Should violent video games be blamed for violence such as the shootings at Newtown, Connecticut last week? Some lawmakers are asking that same question while some psychologists and most in the gaming community say no.
Bradley Metrock who owns The Score in Cool Springs, easily one of the largest video game stores in all of Middle Tennessee.
He told Nashville's News 2, "Its time for the discussion of video games and how they intersect with mental health, to really come to the forefront."
Metrock says first-person shooter games are the clearly the most popular type of game among video game customers.
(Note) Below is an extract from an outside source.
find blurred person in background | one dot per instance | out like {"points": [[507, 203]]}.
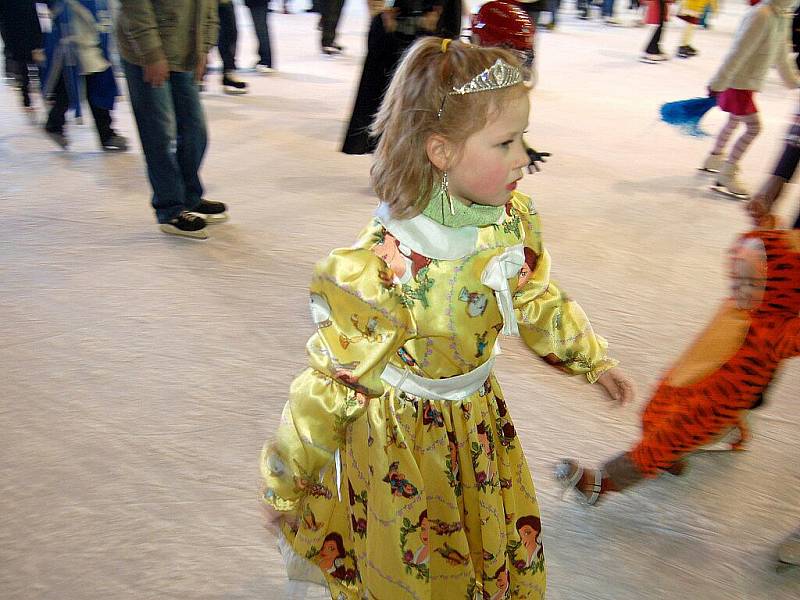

They have also been linked to gunmen in many of the shooting attacks in recent year.
"Some kids have no business playing Call of Duty and its time for us to reach that new level of understanding," he said.
Metrock's book, "Video Games and the Family", was written to educate parents, educators and counselors of what young people are experiencing in video games, and to help determine if they are mature enough to play.
"I think its time for parents, educators mental health professionals, counselors, to raise their level of understanding of video games, what's in them," Metrock continued. "So we can best match the right kids and adults to the right games rather than the wrong ones."
After the Connecticut shooting people are asking the question "are violent video games to blame?"
"I think video games are a big piece of the puzzle for people who commit violent crimes", but, Metrock adds, "Its not just the games themselves, it's the games falling into the wrong situations and people not being mentally mature in order to handle those games."